Highlight Publication June 2009

Dagmar Harzheim, Mehregan Movassagh, Roger Foo, Oliver Ritter, Aslam Tashfeen, Stuart Conway,
Martin Bootman, and Llewelyn Roderick
Increased InsP3Rs in the junctional sarcoplasmic reticulum augment Ca2+ transients and arrhythmias associated with cardiac hypertrophy
PNAS 2009 106:11406-11411; published online before print June 23, 2009
http://dx.doi.org/10.1073/pnas.0905485106

Lay Summary

Cardiovascular disease is a major cause of mortality causing a third of all deaths. Contributing to this statistic is death arising due to cardiac failure, which occurs when the action of the heart can no longer meet the cardiovascular requirements of the organism. In many cases, cardiac failure is preceded by hypertrophy, which can simply be described as a growth in the size of the muscle cells of the heart. Precipitating factors for cardiac hypertrophy include high blood pressure and coronary heart disease. Although cardiac hypertrophy is initially an adaptive response to the increased workload placed on the heart, which enhances cardiac function, during later stages of hypertrophy, prior to failure, cardiac output is decreased. A further risk factor associated with hypertrophy is cardiac arrhythmia, which can lead to sudden cardiac death. Contributing to the increase in cardiac function during the early stages of hypertrophy is an increase in the magnitude of the intracellular calcium fluxes that trigger myocyte contraction. Hypertrophic myocytes also exhibit an increased occurrence in spontaneous increases in intracellular calcium that may precipitate arrhythmia.

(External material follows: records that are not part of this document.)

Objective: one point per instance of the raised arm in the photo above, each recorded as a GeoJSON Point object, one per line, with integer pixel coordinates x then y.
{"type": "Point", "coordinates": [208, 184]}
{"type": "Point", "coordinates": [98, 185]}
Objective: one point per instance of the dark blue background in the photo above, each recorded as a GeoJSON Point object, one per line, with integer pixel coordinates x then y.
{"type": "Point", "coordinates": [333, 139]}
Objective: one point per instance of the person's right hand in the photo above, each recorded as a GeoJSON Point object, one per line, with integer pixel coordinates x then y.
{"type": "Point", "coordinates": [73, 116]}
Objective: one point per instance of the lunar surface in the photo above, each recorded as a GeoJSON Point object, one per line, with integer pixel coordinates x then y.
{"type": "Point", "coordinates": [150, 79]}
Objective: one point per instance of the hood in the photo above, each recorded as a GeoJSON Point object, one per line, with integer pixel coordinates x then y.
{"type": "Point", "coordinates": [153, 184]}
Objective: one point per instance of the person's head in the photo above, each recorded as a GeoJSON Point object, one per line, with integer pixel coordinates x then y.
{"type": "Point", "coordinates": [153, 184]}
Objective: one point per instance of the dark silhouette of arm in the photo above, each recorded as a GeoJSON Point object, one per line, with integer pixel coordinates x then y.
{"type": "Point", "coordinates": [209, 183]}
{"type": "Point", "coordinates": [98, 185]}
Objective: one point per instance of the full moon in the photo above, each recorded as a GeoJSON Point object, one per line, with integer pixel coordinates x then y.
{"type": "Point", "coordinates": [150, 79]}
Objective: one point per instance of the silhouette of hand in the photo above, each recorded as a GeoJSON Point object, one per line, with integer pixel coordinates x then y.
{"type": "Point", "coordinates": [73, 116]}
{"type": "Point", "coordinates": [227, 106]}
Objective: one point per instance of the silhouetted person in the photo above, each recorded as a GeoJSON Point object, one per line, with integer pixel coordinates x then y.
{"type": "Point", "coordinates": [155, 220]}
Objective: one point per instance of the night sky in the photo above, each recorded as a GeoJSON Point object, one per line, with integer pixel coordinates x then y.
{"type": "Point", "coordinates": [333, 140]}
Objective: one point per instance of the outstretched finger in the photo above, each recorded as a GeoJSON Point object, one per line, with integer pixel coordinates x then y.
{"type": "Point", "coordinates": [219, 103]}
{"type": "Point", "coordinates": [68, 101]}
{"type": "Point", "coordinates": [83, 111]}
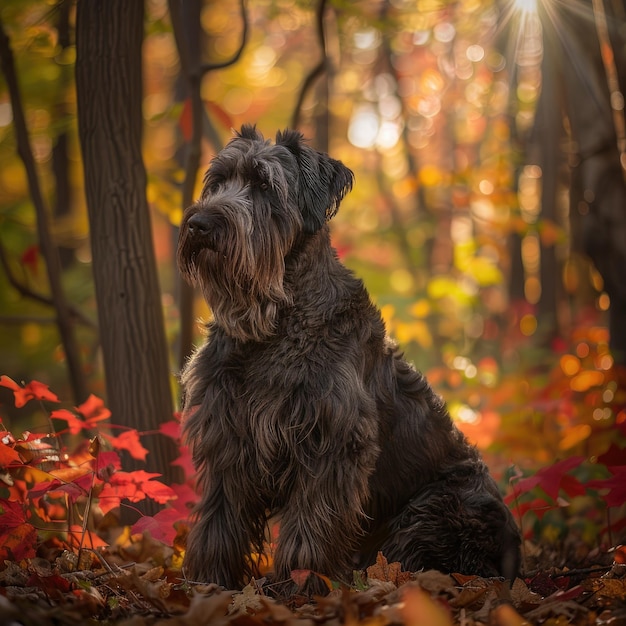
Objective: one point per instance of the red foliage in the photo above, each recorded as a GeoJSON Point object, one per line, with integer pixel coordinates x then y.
{"type": "Point", "coordinates": [48, 485]}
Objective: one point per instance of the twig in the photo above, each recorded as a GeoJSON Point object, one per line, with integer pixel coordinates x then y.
{"type": "Point", "coordinates": [318, 70]}
{"type": "Point", "coordinates": [218, 65]}
{"type": "Point", "coordinates": [48, 248]}
{"type": "Point", "coordinates": [186, 26]}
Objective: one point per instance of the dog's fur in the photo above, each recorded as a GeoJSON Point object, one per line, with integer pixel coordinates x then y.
{"type": "Point", "coordinates": [298, 406]}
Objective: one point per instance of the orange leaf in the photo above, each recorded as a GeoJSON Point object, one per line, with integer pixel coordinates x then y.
{"type": "Point", "coordinates": [18, 543]}
{"type": "Point", "coordinates": [93, 410]}
{"type": "Point", "coordinates": [506, 615]}
{"type": "Point", "coordinates": [74, 423]}
{"type": "Point", "coordinates": [419, 608]}
{"type": "Point", "coordinates": [30, 257]}
{"type": "Point", "coordinates": [78, 537]}
{"type": "Point", "coordinates": [34, 390]}
{"type": "Point", "coordinates": [8, 456]}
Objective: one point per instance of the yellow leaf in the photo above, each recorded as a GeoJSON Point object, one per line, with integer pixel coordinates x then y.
{"type": "Point", "coordinates": [574, 435]}
{"type": "Point", "coordinates": [506, 615]}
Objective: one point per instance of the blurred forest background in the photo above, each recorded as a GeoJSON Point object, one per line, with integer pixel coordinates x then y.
{"type": "Point", "coordinates": [488, 219]}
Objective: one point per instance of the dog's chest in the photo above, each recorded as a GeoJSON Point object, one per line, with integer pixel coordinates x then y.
{"type": "Point", "coordinates": [273, 401]}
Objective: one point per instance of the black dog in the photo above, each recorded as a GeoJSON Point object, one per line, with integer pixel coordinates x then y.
{"type": "Point", "coordinates": [299, 406]}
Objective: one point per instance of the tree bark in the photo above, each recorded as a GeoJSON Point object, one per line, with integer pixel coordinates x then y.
{"type": "Point", "coordinates": [109, 37]}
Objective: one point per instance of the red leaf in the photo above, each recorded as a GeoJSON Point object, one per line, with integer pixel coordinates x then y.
{"type": "Point", "coordinates": [133, 486]}
{"type": "Point", "coordinates": [106, 464]}
{"type": "Point", "coordinates": [572, 486]}
{"type": "Point", "coordinates": [171, 429]}
{"type": "Point", "coordinates": [158, 491]}
{"type": "Point", "coordinates": [34, 390]}
{"type": "Point", "coordinates": [30, 258]}
{"type": "Point", "coordinates": [129, 440]}
{"type": "Point", "coordinates": [553, 478]}
{"type": "Point", "coordinates": [616, 485]}
{"type": "Point", "coordinates": [53, 585]}
{"type": "Point", "coordinates": [74, 489]}
{"type": "Point", "coordinates": [220, 114]}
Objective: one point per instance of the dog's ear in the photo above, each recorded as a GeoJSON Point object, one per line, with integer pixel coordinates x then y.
{"type": "Point", "coordinates": [249, 131]}
{"type": "Point", "coordinates": [323, 181]}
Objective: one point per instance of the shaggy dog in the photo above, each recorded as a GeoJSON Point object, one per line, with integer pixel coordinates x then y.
{"type": "Point", "coordinates": [298, 405]}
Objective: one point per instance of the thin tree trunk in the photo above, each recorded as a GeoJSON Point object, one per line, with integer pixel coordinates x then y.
{"type": "Point", "coordinates": [48, 247]}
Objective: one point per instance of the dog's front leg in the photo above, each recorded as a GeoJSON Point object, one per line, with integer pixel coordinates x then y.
{"type": "Point", "coordinates": [321, 523]}
{"type": "Point", "coordinates": [222, 538]}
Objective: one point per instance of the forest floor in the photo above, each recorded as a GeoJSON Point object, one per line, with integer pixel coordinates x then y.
{"type": "Point", "coordinates": [137, 585]}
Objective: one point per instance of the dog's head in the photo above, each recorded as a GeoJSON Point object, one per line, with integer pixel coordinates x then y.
{"type": "Point", "coordinates": [259, 200]}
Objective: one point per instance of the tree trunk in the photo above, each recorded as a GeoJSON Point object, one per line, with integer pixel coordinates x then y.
{"type": "Point", "coordinates": [109, 92]}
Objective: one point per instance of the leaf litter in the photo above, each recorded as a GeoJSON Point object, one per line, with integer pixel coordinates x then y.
{"type": "Point", "coordinates": [106, 587]}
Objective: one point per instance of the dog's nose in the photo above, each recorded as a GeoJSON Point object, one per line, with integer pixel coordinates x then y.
{"type": "Point", "coordinates": [198, 225]}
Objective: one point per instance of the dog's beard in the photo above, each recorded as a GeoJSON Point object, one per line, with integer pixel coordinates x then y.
{"type": "Point", "coordinates": [243, 283]}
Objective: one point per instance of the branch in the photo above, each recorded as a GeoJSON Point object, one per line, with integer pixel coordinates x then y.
{"type": "Point", "coordinates": [318, 70]}
{"type": "Point", "coordinates": [48, 249]}
{"type": "Point", "coordinates": [218, 65]}
{"type": "Point", "coordinates": [27, 292]}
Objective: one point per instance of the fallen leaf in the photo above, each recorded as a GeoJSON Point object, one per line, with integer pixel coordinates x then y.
{"type": "Point", "coordinates": [506, 615]}
{"type": "Point", "coordinates": [421, 610]}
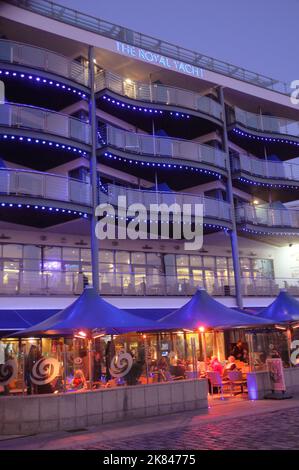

Our data show that both the enhancement of calcium fluxes and the spontaneous arrhythmogenic calcium signals associated with hypertrophy are mediated by an increase in the expression of the inositol 1,4,5-trisphosphate receptor (InsP3R) intracellular calcium release channel. These channels are localised on membrane-bound intracellular calcium stores including the sarcoplasmic reticulum and endoplasmic reticulum. Interestingly, InsP3R expression was not homogeneously elevated throughout the myocyte. Rather, its expression was specifically increased in regions of the cell where ryanodine receptors are expressed. Ryanodine receptors are the major calcium release channels of cardiac myocytes responsible for the calcium fluxes that mediate contraction, which under normal conditions outnumber InsP3Rs by ~ 100:1. Our data show that by sensitising calcium release through ryanodine receptors, these relatively few InsP3Rs have a major impact on cardiac calcium handling. Specifically, they underlie an enhancement in the action-potential associated calcium release through the ryanodine receptors thus causing greater contraction. Moreover, as ryanodine receptors are activated by calcium, increased calcium fluxes via InsP3Rs cause an increase in frequency in spontaneous openings of ryanodine receptors, which may underlie arrhythmogenic calcium signals.

These data clearly define a molecular mechanism underlying both beneficial and pathological modifications in calcium handling in cardiac myocytes isolated from hypertrophic hearts taken from spontaneously hypertensive rats. In collaboration with scientists at Addenbrookes we also determined that InsP3R expression was increased in hearts from human patients with heart failure. Together our findings illustrate the importance of InsP3Rs in pathology and suggest that they represent an important target for therapeutic intervention.

About the lead  author

Dagmar Harzheim joined the Calcium Group at the Babraham Institute in 2007 after completing her PhD and a postdoctoral training at the University of Cologne and the Research Centre Juelich, Germany, studying cardiac pacemaker mechanisms. In Babraham, Dagmar worked on the role of Ca2+ release through InsP3Rs in the heart, in particular during cardiac hypertrophy.

This work is supported by the British Heart Foundation.